Recuerdo haber leído El dador de recuerdos en la escuela secundaria, asignado por la profesora de literatura (materia que se daba en inglés), cuando tenía la misma edad que Jonas, el protagonista del libro. Recuerdo la oscura fantasía de un mundo sin color y la tintura como revolución. Recuerdo esa utopía que se develaba cada vez más distópica con el correr de las páginas; recuerdo imágenes difusas (que ahora convergen con las de un inexpresivo Jeff Bridges) de un viejo profeta, con cierto parecido a Karl Marx, que revelaba las verdades del mundo desde su sillón. Recuerdo los colores venciendo a la escala de grises.

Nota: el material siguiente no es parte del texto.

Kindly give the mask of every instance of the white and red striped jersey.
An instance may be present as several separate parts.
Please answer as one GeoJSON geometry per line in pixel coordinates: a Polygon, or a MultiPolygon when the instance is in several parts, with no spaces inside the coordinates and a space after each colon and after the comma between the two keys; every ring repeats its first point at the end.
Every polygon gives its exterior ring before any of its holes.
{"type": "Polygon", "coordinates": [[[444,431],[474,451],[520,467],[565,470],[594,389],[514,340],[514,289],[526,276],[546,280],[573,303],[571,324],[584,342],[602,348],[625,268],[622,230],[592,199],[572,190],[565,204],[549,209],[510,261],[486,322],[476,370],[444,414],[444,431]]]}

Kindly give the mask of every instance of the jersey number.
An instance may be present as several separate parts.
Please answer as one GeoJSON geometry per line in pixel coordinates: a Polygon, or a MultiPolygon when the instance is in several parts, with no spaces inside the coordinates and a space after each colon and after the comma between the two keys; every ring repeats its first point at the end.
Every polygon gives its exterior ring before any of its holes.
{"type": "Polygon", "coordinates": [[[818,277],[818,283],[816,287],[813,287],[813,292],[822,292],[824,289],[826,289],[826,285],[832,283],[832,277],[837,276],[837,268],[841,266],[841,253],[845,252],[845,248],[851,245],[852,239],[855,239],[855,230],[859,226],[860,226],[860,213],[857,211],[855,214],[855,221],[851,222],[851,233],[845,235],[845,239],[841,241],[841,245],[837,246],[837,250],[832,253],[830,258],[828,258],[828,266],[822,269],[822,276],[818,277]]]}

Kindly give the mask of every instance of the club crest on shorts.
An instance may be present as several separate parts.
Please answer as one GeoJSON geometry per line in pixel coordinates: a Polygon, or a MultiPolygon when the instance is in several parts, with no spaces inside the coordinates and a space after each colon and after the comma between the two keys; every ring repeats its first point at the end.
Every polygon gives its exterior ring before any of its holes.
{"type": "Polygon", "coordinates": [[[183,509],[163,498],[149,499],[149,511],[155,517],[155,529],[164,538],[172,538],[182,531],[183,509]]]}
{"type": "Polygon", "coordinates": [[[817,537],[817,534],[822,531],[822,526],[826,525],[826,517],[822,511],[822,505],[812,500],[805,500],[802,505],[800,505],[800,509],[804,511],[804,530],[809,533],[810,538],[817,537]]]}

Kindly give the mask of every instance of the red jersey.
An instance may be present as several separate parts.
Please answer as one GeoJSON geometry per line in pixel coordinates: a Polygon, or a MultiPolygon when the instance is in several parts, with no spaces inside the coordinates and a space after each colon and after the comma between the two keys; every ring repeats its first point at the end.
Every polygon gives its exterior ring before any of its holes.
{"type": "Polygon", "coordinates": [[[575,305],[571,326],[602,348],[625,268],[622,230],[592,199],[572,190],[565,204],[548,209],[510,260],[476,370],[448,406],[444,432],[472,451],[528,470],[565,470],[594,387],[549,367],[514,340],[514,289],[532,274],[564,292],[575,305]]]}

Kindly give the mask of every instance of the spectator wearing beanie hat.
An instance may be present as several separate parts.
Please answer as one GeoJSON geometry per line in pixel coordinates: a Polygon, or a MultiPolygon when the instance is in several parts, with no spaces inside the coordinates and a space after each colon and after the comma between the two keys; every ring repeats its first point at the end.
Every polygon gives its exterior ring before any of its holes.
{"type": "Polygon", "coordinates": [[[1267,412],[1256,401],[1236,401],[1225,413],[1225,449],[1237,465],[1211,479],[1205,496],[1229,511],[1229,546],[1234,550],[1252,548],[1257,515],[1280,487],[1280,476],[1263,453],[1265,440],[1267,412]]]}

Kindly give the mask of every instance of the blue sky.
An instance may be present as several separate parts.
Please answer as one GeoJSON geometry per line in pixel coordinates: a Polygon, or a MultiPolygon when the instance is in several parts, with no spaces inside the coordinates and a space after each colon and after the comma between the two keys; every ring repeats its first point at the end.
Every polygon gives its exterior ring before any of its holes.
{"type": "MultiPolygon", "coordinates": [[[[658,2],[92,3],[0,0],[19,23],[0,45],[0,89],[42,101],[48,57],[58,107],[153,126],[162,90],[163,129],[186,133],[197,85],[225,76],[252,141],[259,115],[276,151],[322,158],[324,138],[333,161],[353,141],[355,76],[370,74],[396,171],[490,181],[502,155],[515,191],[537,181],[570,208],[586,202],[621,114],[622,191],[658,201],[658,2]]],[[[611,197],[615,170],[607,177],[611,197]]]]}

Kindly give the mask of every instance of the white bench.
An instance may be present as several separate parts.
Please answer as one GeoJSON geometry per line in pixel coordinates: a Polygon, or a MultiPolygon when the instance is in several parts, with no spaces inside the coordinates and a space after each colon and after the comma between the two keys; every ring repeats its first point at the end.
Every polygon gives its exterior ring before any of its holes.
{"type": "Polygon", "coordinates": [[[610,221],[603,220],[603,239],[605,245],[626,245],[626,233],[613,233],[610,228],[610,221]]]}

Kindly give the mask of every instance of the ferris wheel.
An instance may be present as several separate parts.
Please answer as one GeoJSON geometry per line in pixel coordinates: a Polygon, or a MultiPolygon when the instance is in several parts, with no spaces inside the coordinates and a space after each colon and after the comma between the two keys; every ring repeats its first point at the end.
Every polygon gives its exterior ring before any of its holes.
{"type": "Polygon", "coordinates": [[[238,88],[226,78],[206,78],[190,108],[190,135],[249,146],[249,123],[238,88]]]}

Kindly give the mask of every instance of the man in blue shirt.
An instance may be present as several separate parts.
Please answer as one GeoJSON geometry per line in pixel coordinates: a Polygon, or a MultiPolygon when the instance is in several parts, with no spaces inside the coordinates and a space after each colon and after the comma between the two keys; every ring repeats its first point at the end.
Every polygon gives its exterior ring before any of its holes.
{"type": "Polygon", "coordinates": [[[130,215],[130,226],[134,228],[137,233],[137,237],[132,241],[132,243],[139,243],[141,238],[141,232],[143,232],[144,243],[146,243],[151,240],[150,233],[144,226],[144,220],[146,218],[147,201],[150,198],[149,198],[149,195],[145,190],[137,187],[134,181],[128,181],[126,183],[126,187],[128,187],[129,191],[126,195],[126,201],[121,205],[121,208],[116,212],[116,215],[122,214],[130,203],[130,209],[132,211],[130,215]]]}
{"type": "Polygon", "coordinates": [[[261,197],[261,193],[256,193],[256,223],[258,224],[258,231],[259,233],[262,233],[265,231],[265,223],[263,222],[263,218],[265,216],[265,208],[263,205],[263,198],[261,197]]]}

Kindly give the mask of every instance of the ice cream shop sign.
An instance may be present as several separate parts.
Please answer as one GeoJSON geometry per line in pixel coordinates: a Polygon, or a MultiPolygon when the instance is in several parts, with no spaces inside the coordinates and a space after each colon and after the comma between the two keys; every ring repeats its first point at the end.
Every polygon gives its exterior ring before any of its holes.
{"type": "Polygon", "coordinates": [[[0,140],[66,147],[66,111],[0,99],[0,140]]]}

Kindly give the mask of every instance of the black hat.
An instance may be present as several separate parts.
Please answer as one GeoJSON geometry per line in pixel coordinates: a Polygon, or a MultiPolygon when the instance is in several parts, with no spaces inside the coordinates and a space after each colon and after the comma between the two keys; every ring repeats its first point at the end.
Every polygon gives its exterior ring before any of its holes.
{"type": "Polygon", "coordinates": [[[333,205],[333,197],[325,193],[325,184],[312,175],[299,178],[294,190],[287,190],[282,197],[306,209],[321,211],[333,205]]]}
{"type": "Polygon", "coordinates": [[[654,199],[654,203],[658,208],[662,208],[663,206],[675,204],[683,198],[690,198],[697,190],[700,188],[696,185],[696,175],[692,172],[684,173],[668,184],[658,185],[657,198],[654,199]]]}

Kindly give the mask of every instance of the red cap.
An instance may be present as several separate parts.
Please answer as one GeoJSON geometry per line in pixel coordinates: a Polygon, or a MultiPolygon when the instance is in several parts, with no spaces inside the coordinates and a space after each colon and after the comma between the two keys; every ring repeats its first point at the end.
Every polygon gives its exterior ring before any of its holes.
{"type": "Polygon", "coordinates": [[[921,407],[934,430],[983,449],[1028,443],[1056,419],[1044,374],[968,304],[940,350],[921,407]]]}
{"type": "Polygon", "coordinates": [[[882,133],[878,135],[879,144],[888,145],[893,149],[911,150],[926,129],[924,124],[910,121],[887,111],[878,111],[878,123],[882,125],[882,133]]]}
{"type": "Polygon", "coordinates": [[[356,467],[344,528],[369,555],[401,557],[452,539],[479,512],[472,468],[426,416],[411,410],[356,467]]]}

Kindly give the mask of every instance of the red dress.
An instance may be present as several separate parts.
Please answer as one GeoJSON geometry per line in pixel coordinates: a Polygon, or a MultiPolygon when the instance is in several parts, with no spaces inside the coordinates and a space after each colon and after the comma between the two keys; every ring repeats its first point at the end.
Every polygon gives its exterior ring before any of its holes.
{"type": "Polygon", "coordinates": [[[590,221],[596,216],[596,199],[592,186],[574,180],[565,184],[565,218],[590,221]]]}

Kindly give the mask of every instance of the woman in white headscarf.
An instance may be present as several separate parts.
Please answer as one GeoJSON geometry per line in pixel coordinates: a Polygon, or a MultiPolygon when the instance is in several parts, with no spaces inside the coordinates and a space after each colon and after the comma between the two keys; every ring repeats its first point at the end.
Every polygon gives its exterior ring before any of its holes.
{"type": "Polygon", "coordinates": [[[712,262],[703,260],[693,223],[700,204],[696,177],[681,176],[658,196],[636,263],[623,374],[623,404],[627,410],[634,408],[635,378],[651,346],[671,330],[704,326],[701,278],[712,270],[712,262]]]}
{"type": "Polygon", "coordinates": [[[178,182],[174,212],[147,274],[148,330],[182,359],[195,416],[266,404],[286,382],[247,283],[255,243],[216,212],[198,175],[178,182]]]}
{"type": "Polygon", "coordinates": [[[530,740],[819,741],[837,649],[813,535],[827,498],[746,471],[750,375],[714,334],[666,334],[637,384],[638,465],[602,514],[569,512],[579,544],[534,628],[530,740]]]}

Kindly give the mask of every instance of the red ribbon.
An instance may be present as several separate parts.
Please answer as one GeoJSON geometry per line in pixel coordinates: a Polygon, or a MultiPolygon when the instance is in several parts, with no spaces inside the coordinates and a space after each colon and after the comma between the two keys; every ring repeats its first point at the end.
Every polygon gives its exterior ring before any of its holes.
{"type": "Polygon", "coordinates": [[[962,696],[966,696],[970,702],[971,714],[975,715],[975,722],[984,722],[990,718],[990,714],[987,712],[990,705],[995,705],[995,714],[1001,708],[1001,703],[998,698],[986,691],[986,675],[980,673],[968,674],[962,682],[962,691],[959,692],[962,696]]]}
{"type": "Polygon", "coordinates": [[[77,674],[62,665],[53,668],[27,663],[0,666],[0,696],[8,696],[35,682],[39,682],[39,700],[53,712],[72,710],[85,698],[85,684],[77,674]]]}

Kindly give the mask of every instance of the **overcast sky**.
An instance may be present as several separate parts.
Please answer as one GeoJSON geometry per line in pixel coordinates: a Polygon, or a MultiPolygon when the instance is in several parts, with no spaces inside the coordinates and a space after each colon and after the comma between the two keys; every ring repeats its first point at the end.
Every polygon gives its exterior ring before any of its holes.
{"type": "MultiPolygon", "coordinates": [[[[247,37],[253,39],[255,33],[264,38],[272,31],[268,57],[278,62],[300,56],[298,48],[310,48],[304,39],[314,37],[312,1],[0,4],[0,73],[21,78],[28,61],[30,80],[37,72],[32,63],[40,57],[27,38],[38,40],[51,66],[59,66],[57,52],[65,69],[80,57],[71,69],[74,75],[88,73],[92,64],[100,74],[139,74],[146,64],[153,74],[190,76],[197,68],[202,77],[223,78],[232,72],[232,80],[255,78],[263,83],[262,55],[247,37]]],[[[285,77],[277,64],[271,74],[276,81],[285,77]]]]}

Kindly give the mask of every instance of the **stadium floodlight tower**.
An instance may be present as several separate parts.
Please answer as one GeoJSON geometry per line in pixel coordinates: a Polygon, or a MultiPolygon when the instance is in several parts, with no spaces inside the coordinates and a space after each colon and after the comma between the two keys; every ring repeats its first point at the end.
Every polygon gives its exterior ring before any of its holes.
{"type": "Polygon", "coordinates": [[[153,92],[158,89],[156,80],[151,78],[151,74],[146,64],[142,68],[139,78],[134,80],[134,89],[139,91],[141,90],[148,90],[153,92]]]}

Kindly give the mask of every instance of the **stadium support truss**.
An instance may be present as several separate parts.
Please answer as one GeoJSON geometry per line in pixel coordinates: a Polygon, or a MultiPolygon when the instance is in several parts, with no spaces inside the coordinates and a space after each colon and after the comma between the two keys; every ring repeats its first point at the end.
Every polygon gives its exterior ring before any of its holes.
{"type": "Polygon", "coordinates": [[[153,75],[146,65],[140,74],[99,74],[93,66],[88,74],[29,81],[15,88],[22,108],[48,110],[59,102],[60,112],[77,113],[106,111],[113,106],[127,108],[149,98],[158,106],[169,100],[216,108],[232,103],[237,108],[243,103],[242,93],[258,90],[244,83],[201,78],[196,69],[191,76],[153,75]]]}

Recuerdo con cariño la novela de Lois Lowry, aunque ahora dude de su “validez literaria”. El punto es que la verdadera validez de una obra no recae en la obra en sí sino en el efecto que desencadena en su público a través del tiempo. Es casi un lugar común de la crítica literaria el decir que la validez de la literatura young adult está sujeta a fomentar que los jóvenes lean y se sientan curiosos con respecto al vasto mundo literario que los antecede; como producto de la generación que creció leyendo y releyendo a J.K. Rowling y C.S. Lewis, doy fe de que efectivamente este paradigma funciona, pero está en cada individuo el profundizar y no quedarse con meras superficies.
Con el cine young adult (en su mayoría adaptaciones de libros del género) se da un caso parecido, y este nuevo auge que lleva a la ciencia ficción como estandarte, tras años de un oscuro limbo entre vampiros y magos, trae aires renovadores y a la vez convierte al género en una moda efímera e intrascendente. Porque, claro, la mejor forma de quitar el peso político que tiene el género es banalizarlo hasta el hartazgo.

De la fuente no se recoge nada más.